ETO hat entschieden?

Jetzt sind wir dran!

Am Montag erklärte Reuning fast wörtlich: "Wir haben die Hälfte der Kontrollerfertigung hier in Berlin behalten. Wir haben bis zum Jahresende die Möglichkeit zu beweisen, daß wir genauso schnell und produktiv sind wie Frankreich und Italien."

Das ist ein unverschämter Versuch, uns gegen unsere Kolleginnen und Kollegen in Frankreich und Italien auszuspielen. Auf diesen Konkurrenzkampf dürfen wir uns auf keinen Fall einlassen! Wir sind schließlich nicht bei den olympischen Spielen!

Dieser Konkurrenzkampf führt nicht nur zu Entlassungen, er wird die Arbeitsbedingungen für die noch verbleibenden Kolleginnen und Kollegen immer unerträglicher machen! Stattdessen müssen wir uns dringend mit unseren Kolleginnen und Kollegen in Frankreich und Italien verständigen - denn die werden doch mit ähnlichen Sprüchen unter Druck gesetzt wie wir!

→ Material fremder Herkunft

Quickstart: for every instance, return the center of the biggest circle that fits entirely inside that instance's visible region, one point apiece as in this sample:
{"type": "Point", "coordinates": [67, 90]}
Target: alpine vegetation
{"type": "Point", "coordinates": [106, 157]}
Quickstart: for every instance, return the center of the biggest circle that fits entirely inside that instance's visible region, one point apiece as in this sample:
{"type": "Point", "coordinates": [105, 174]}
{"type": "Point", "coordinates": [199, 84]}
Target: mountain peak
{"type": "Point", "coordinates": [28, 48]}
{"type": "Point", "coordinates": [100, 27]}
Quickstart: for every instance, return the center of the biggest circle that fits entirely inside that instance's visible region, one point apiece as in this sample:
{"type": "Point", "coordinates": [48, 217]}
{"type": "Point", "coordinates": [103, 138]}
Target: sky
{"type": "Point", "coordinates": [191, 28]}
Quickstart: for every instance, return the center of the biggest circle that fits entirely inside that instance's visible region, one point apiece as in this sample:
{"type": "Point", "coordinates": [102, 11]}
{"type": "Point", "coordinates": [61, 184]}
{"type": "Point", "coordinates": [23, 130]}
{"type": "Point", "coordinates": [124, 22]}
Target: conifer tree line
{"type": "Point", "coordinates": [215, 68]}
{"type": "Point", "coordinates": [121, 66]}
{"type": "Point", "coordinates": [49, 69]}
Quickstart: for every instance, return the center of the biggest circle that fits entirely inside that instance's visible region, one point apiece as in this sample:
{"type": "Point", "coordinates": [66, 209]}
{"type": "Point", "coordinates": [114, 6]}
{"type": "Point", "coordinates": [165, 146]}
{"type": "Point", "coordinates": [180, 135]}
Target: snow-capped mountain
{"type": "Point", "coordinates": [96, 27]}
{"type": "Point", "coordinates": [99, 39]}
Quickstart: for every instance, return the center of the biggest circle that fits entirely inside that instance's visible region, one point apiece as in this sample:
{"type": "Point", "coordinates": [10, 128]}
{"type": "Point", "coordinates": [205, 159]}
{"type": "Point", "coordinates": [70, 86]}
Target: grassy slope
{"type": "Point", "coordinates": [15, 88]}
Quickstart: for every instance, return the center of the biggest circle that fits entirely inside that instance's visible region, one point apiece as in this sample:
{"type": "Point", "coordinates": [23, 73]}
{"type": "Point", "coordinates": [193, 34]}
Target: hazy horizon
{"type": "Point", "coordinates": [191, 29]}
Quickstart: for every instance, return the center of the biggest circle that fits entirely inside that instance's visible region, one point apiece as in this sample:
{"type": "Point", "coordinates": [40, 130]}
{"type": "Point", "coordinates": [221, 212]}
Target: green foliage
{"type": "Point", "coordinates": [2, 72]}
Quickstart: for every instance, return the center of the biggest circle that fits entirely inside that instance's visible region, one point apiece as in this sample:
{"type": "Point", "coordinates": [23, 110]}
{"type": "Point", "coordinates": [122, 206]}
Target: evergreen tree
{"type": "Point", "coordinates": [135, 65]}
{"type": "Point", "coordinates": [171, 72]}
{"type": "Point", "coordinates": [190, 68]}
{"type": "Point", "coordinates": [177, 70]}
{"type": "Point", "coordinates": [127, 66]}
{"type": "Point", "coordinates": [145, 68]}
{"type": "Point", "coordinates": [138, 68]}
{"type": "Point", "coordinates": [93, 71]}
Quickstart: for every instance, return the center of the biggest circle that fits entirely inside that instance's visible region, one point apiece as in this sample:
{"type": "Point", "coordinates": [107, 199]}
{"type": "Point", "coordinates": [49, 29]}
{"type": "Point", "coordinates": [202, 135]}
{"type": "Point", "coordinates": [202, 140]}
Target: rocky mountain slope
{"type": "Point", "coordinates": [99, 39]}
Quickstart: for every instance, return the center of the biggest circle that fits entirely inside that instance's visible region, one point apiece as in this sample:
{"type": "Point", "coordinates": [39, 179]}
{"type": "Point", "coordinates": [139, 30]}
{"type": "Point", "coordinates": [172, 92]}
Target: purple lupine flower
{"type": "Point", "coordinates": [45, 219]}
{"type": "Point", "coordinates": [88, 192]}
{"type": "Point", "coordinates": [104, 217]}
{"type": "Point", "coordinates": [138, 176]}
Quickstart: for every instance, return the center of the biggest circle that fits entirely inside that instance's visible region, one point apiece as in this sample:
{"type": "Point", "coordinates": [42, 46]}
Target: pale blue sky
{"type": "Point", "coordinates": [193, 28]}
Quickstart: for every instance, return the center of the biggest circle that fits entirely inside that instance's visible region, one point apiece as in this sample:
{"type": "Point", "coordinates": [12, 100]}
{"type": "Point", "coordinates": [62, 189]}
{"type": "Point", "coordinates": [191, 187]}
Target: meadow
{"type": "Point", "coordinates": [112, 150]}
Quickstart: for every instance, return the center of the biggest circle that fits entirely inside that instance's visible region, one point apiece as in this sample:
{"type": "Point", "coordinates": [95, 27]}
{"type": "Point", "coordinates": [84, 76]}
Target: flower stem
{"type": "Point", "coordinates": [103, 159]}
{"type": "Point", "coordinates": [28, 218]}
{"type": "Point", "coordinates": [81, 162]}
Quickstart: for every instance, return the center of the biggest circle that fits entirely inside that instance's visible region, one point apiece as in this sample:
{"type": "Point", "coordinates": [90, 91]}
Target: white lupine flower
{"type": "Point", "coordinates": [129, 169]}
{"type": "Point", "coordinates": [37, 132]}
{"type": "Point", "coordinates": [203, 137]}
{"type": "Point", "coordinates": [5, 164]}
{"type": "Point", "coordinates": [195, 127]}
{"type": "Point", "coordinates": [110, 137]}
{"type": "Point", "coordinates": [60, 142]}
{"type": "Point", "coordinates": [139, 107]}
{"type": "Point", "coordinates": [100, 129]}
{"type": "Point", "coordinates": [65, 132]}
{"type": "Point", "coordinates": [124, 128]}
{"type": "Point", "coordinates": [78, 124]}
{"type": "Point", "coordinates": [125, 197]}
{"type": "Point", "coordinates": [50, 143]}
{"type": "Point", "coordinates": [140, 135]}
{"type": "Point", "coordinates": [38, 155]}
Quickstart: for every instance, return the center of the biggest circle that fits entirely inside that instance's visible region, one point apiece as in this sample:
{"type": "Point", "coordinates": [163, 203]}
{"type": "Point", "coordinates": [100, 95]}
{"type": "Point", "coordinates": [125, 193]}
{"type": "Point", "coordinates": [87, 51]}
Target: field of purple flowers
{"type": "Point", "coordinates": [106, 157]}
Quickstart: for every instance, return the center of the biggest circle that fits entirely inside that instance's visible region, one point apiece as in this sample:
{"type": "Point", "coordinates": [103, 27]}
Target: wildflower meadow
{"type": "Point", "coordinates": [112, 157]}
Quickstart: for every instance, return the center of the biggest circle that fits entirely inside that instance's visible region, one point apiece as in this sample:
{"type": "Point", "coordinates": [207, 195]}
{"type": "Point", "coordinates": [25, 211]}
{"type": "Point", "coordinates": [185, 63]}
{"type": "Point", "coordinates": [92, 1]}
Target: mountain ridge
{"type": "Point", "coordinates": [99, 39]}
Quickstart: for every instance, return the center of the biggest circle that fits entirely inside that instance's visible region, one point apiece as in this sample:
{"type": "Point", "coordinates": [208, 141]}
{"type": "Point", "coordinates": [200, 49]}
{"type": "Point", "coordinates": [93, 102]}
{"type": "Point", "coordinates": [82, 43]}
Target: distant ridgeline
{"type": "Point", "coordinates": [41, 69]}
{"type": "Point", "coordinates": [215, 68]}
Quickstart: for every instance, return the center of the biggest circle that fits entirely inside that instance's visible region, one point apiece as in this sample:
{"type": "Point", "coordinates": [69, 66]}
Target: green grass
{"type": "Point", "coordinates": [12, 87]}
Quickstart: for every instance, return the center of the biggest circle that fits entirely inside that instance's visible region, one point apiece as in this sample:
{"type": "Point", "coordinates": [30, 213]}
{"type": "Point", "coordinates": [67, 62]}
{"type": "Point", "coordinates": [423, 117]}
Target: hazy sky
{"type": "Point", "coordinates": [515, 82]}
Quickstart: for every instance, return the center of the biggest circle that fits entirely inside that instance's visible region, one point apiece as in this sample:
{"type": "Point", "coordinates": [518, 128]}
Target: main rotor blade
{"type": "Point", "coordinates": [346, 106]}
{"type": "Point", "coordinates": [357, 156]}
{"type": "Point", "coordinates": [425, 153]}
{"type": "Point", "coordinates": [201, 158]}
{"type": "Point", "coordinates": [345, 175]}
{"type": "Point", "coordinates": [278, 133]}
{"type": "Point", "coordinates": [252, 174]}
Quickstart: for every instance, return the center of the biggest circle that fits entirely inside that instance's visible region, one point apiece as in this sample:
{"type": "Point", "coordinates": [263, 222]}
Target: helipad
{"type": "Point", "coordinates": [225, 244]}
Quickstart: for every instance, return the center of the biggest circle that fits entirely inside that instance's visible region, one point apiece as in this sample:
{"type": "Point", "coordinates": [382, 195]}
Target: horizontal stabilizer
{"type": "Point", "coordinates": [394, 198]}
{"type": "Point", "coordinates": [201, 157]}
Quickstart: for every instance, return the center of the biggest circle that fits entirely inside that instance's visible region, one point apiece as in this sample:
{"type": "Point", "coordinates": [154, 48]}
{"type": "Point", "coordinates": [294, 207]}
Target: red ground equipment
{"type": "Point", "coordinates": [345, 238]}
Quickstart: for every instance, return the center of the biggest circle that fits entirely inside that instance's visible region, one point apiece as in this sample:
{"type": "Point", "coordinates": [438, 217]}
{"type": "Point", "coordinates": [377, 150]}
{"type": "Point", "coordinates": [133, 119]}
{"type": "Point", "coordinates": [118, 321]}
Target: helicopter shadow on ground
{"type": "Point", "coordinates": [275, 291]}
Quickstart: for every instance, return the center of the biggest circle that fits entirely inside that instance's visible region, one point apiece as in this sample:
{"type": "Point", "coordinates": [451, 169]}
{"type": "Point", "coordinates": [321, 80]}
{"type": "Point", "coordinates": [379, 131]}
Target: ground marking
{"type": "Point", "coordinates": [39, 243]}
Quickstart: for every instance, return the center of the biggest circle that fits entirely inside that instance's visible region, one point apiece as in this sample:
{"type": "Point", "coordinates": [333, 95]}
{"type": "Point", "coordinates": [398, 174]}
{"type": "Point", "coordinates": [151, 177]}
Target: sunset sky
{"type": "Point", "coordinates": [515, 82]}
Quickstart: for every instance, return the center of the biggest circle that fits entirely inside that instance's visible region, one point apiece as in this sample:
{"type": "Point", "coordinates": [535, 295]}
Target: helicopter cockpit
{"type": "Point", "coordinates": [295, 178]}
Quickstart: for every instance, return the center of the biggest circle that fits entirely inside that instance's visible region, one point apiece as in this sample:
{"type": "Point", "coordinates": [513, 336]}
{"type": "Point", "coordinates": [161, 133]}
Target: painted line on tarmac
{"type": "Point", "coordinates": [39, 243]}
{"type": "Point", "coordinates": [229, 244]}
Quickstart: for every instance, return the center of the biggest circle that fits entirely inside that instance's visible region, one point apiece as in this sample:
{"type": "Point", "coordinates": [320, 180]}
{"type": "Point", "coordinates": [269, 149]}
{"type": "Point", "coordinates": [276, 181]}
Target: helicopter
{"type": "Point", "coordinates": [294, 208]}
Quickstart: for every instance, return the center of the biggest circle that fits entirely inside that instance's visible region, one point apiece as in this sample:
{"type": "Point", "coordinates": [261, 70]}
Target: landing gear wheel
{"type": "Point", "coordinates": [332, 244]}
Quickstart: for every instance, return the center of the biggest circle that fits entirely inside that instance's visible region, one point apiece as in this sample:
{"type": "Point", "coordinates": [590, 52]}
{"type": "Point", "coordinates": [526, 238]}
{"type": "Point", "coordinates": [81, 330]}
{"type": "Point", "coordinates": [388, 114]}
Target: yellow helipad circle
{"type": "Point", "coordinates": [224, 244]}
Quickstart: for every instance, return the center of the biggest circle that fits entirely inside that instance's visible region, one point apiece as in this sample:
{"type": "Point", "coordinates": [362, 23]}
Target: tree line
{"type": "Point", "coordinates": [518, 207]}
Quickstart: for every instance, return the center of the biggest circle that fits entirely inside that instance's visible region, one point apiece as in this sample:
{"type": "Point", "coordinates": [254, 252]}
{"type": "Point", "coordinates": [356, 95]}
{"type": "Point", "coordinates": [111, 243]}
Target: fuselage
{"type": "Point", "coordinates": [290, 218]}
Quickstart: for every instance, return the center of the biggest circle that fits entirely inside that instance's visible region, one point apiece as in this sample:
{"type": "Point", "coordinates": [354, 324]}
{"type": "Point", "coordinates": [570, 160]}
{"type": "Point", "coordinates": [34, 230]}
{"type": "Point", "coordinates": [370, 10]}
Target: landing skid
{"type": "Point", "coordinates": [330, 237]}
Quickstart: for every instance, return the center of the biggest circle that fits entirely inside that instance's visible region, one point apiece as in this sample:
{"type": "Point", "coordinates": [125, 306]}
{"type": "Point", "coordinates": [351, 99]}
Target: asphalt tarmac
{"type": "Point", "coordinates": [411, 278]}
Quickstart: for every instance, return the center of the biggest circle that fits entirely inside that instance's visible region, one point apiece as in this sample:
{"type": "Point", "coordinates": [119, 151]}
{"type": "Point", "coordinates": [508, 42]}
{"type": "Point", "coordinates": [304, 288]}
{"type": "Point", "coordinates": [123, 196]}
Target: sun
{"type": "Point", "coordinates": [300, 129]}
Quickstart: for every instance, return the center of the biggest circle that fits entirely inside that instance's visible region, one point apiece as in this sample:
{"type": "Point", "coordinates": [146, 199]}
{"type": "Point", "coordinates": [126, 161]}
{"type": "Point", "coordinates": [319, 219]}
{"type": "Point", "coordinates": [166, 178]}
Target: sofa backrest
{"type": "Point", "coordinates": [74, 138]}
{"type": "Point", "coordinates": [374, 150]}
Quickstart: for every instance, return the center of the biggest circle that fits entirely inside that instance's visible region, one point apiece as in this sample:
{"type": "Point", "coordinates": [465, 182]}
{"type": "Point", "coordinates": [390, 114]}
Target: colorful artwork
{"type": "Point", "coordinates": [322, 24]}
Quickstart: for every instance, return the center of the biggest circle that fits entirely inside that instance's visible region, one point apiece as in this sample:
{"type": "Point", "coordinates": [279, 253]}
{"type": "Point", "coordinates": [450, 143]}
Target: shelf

Samstagsarbeit? Überstunden???

Am Dienstag beantragte die Firmenleitung Überstunden und Samstagsarbeit in der Kontrollerfertigung. Es zeichnet sich ab, daß der Betriebsrat einknickt! Er wird aller Voraussicht nach diesem Antrag zustimmen!!! Mit der Begründung, wir müßten die "Liefertreue" für die Kontroller gewährleisten, um langfristig den Rest der Produktion zu sichern.

Das ist unglaublich!

  1. Damit hat der Betriebsrat den Kampf gegen die Verlagerung schon aufgegeben!
  2. Der Betriebsrat läßt sich voll auf den Konkurrenzkampf ein!
  3. Der Betriebsrat hat offensichtlich nichts dazugelernt. Obwohl er selber sagt, daß alle unsere Anstrengungen, die Überstunden und die Samstagsarbeit, die Verlagerung nicht verhindern konnten, macht er das gleiche wieder.
  4. Damit gibt er das letzte uns verbleibende Druckmittel aus der Hand!

Warum kämpfen wir jetzt nicht offensiv gegen die Verlagerung und den Arbeitsplatzabbau?

Der Betriebsrat und einige Kollegen behaupten, daß sich die Konzernzentrale in Paris die Hände reiben würde, wenn wir z.B. streiken würden.

Wirklich?

Glaubt Ihr wirklich, die Konzern-Zentrale hat kein Interesse daran, daß die anstehenden Aufträge erfüllt werden? Glaubt Ihr wirklich, daß sie sich darüber freuen würden, wenn hier kein Kontroller mehr das Werk verläßt? Das wären Riesenverluste für den ganzen OTIS-Konzern - und nicht nur für BW Berlin.

Gerade jetzt, wo wir sogar mit Überstunden und Samstagsarbeit schon erteilte Aufträge bis Mai abarbeiten sollen, haben wir ein Druckmittel in der Hand. Denen würden auch in Paris ganz schön die Augen tränen, wenn wir uns hier mal richtig querstellen!

Streik jetzt!

Arbeiterbündnis gegen das Bündnis für Arbeit!